Evidentemente, es en dicha obra literaria, donde descubrí la frase que precede el presente texto, si bien, el autor explica por medio de uno de los protagonistas, que asesinar un ruiseñor es considerado pecado por el hecho de que estas aves no hacen otra cosa que cantar, es decir, no causan un mal a nadie, se entiende perfectamente que asesinar a cualquier animal no es más que un acto vil y sin sentido, puesto que no son amenaza para el hombre, y que, (perdonen la redundancia), si estos atacan a los hombres, es porque el hombre es quien amenaza su existencia.
Pero no podía quedarme con esa explicación, una novela ganadora del Pulitzer debería tener un sentido más profundo en las lecciones de vida que describe en su contenido, y no me equivocaba, pero, ¿A qué sentido hace referencia?
La pérdida de la inocencia
Así es, a lo largo de la obra se plantean situaciones que suponen una enseñanza para la figura principal, una niña de 8 años que comienza a descubrir el mundo que la rodea. Constantemente se cuestiona (como todo niño de esa edad) el por qué de una actitud, de una acción, de otra reacción, de las condiciones de vida de este o aquel individuo, y su padre -quien ejemplifica el ideal de hombre y a quien pocas veces entiende- amorosa y pacientemente le explica y responde cada uno de sus cuestionamientos, pero también los adultos con quienes tiene un trato, y son estos últimos quienes le dan la posibilidad de entender a su propio padre.
Es difícil no sentirse abrumado al descubrir que, poco a poco y de manera casi imperceptible, el alma se va corrompiendo conforme vamos haciéndonos mayores, que aceptamos sin más la malicia que nos ha inundando en todo aspecto y que ahora vemos como algo normal y cotidiano. La inocencia se presenta en los niños, quienes no entienden de odio ni rencor, quienes no desean el mal a nadie y si llegasen a expresarlo, podemos estar convencidos que ni siquiera entienden lo que significan sus palabras o 'deseos'.

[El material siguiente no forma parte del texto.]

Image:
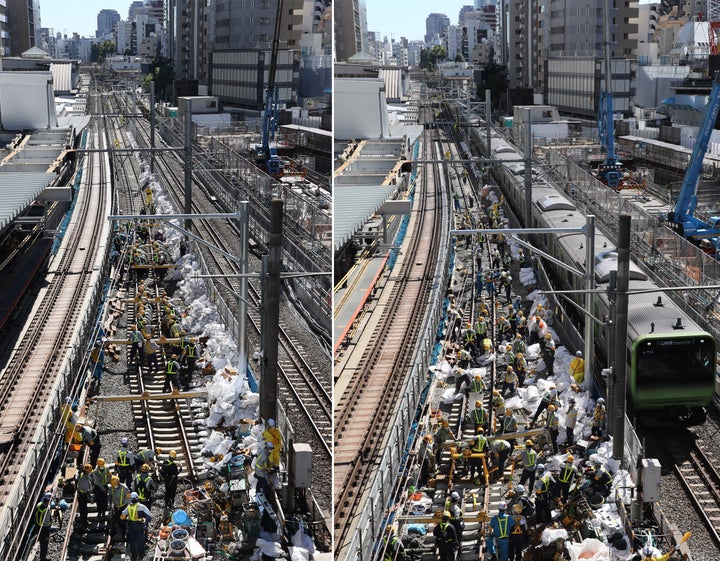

Pero la inocencia también supone para aquellos que, pese a saber y ser conscientes de la maldad, se niegan a practicarla, puesto que en ellos se ejecuta una moral infranqueable.
Así, la inocencia, o la falta de ella, se ven reflejados en la manera que miramos este o aquel aspecto, en cómo pensamos de una persona, de alguna situación, en las palabras que utilizamos, en las acciones que realizamos.
Triste es percibir que en nuestros días, incluso los niños pierden la inocencia a una edad muy corta, que les llenamos de malicia, de prejuicios negativos, de violencia, discriminación y clascismo, de envidia y avaricia, porque eso es el pan de cada día, porque creemos que esto es la realidad.
Como dijera la filósofa Mariana Urquijo:
"Ojalá nuestra sociedad no tuviera tan asumido que la inocencia es un sueño y que su pérdida es una entrada en la realidad. Ojalá nuestra concepción de la realidad humana y social fuera otra más colectivista, menos competitiva y más amorosa, porque yo sigo sin resignarme a perder la inocencia."